A metterla sul piano personale è una vittoria di Matteo Renzi. Il referendum sulle trivelle è naufragato. Con il quorum lontanissimo. Un successo per mancanza di partecipazione, i cui effetti possono equivalere a un’esplosione. E i pezzi che vanno in ogni direzione. Il day after è caratterizzato da un clima pesante tra i renziani e i suoi avversari. A partire da quelli interni. Perché i commenti del dopo voto sono quelli di un partito già diviso. Per questo il trionfo decantato da Palazzo Chigi potrebbe rivelarsi un boomerang. “I numeri hanno un loro valore”, spiega un parlamentare sostenitore del segretario (ma non un ultrà) del Partito democratico. “Ed è innegabile che tra i milioni di elettori andati alle urne, molti siano del Pd. E noi invece di tenerli buoni li abbiamo derisi”, aggiunge. Facendo riferimento all’arroganza social che ha avvelenato il voto. Un approccio che ha creato un solco ancora più profondo tra renziani e anti-renziani.

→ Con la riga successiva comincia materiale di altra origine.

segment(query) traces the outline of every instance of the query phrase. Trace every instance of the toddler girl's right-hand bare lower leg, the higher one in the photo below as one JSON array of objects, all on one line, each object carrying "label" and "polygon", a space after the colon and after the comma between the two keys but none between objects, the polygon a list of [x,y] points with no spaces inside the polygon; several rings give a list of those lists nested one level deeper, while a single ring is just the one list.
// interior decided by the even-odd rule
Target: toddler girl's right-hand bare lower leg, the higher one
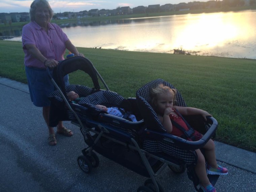
[{"label": "toddler girl's right-hand bare lower leg, the higher one", "polygon": [[210,139],[204,146],[203,149],[205,150],[205,159],[207,163],[213,167],[218,168],[217,161],[216,161],[216,154],[215,154],[215,145],[214,141]]}]

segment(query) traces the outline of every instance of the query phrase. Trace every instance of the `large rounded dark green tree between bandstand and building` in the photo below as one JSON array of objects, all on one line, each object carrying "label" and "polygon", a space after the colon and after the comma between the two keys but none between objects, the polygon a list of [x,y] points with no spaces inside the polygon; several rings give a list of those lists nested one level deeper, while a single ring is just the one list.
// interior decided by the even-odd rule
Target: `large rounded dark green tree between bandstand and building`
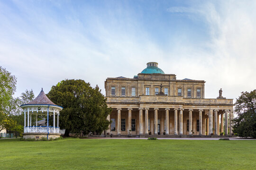
[{"label": "large rounded dark green tree between bandstand and building", "polygon": [[63,80],[52,86],[47,97],[55,104],[62,106],[59,125],[69,133],[101,133],[110,125],[107,116],[112,109],[108,108],[106,99],[99,88],[92,88],[83,80]]}]

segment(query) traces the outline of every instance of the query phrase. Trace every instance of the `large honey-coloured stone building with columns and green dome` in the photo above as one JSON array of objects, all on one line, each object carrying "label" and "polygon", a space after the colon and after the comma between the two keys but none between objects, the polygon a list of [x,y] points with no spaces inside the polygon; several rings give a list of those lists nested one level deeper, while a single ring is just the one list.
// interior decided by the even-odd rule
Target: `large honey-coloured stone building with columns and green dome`
[{"label": "large honey-coloured stone building with columns and green dome", "polygon": [[221,90],[216,99],[205,99],[204,80],[177,80],[176,75],[158,68],[157,62],[146,66],[133,78],[106,79],[107,104],[113,109],[107,118],[112,120],[107,133],[232,135],[233,99],[222,97]]}]

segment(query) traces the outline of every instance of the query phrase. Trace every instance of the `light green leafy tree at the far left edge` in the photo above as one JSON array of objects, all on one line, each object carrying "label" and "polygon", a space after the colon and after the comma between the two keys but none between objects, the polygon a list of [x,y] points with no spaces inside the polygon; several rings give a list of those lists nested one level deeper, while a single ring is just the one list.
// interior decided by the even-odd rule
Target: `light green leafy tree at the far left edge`
[{"label": "light green leafy tree at the far left edge", "polygon": [[3,123],[8,116],[7,110],[16,91],[16,82],[16,77],[0,66],[0,130],[4,128]]}]

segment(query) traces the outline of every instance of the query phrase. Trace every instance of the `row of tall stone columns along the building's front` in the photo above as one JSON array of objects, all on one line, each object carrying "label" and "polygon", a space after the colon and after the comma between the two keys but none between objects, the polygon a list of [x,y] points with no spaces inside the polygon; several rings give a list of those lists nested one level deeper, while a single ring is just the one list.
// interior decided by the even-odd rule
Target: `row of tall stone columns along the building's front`
[{"label": "row of tall stone columns along the building's front", "polygon": [[[117,108],[117,135],[121,134],[121,108]],[[128,128],[127,128],[127,134],[129,134],[129,130],[131,129],[131,113],[132,108],[128,108]],[[145,128],[143,131],[143,110],[145,110]],[[157,116],[158,116],[158,110],[159,108],[154,108],[154,134],[158,134],[158,127],[157,127]],[[169,135],[169,110],[170,108],[165,108],[165,134]],[[174,135],[183,135],[183,108],[174,108]],[[138,108],[138,123],[139,123],[139,135],[148,135],[148,111],[149,108]],[[198,114],[199,116],[199,135],[205,135],[202,131],[202,119],[203,119],[203,111],[205,111],[205,119],[204,119],[204,125],[205,125],[205,131],[207,131],[208,135],[211,135],[214,133],[214,135],[219,135],[219,115],[220,115],[220,132],[223,132],[223,112],[219,110],[202,110],[199,109],[198,112],[193,112],[193,109],[188,109],[189,111],[189,135],[192,135],[192,114]],[[225,110],[225,135],[228,135],[228,129],[229,135],[232,134],[232,126],[231,123],[229,123],[228,126],[228,120],[233,119],[233,110]],[[228,118],[229,114],[229,118]],[[213,119],[214,117],[214,119]],[[108,120],[110,120],[110,115],[107,117]],[[179,121],[179,122],[178,122]],[[179,125],[179,126],[178,126]],[[179,127],[179,129],[178,129]],[[207,129],[207,130],[206,130]],[[107,133],[110,132],[110,128],[107,130]]]}]

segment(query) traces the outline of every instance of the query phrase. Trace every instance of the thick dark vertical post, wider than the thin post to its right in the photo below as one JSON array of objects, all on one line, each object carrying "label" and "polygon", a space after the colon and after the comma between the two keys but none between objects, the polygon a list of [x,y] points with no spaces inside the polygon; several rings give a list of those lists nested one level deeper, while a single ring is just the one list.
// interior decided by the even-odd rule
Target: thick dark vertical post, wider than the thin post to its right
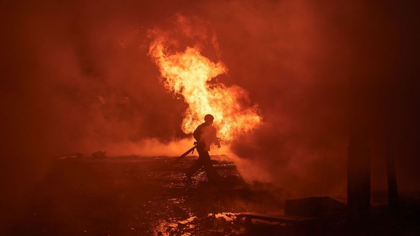
[{"label": "thick dark vertical post, wider than the thin post to its right", "polygon": [[348,223],[360,229],[369,222],[370,148],[365,122],[352,120],[347,158]]}]

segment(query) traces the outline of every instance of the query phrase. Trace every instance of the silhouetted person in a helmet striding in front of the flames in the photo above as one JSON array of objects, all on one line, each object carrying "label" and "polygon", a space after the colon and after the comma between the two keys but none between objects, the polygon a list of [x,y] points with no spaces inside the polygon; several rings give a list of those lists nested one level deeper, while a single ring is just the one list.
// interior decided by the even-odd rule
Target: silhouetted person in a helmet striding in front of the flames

CAOS #CIAONE – Il tweet del membro della segreteria, Ernesto Carbone, ha fatto da detonatore alle tensioni. Il suo “ciaone” rivolto ai sostenitori del “sì” ha scatenato reazioni livide. Anche perché non c’è stata alcuna retromarcia. L’ex candidato alle primarie di Milano, Pierfrancesco Majorino, ha sostenuto che Carbone senza Renzi non farebbe “nemmeno il rappresentante in un condominio”. Un altro deputato, Marco Meloni, ha detto ai dirigenti e ai parlamentari dem: “Non mi rappresentate”. Un’arietta pesante. E al confronto il giudizio del senatore bersaniano, Miguel Gotor, è stato quasi low profile: “Irridere chi vota è un boomerang da irresponsabili”. C’è anche chi, a taccuini chiusi, ha fatto notare un altro aspetto: “I dirigenti dem prendono in giro i presidenti di Regione, investiti da mandato elettorale. Ma questi dirigenti quale consenso hanno?”. E il presidente della Regione Puglia, Michele Emiliano, ci ha messo la faccia nel rivendicare i 14 milioni di voti al referendum, che sono “gli stessi voti che il Pd ha preso nel suo più grande risultato elettorale, alle Europee di due anni fa”, ha fatto notare l’ex sindaco di Bari. Ed è proprio lui la figura che in fondo più preoccupa Palazzo Chigi.
PROSSIMO REFERENDUM – Archiviato il quesito sulle trivelle, lo sguardo viene spostato in avanti. Alle elezioni comunali, certo. Ma soprattutto al referendum sulle riforme istituzionali. L’appuntamento a cui Renzi ha legato il destino della sua carriera politica. Personalizzando il voto sulla nuova Costituzione. Il capogruppo di Forza Italia alla Camera, Renato Brunetta, da buon economista, ha fatto dei conti in tasca al consenso del presidente del Consiglio. “Quella di Renzi sembra proprio una vittoria di Pirro: 16 milioni di italiani gli hanno detto ‘no’, sono andati a votare, hanno disobbedito”, ha affermato l’esponente forzista. Il ragionamento intreccia dati e storia: “Guardando al 2006, coloro che avevano detto ‘no’ alla riforma costituzionale di Berlusconi erano 20mila in meno dei quasi 16 milioni andati alle urne ieri, e quindi se si riuscisse a portare al referendum confermativo di ottobre tutti quelli che hanno votato al referendum sulle trivelle, o ‘sì’ o ‘no’, vincerebbe il ‘no’ alla ‘schiforma’ Renzi-Boschi”, ha concluso Brunetta.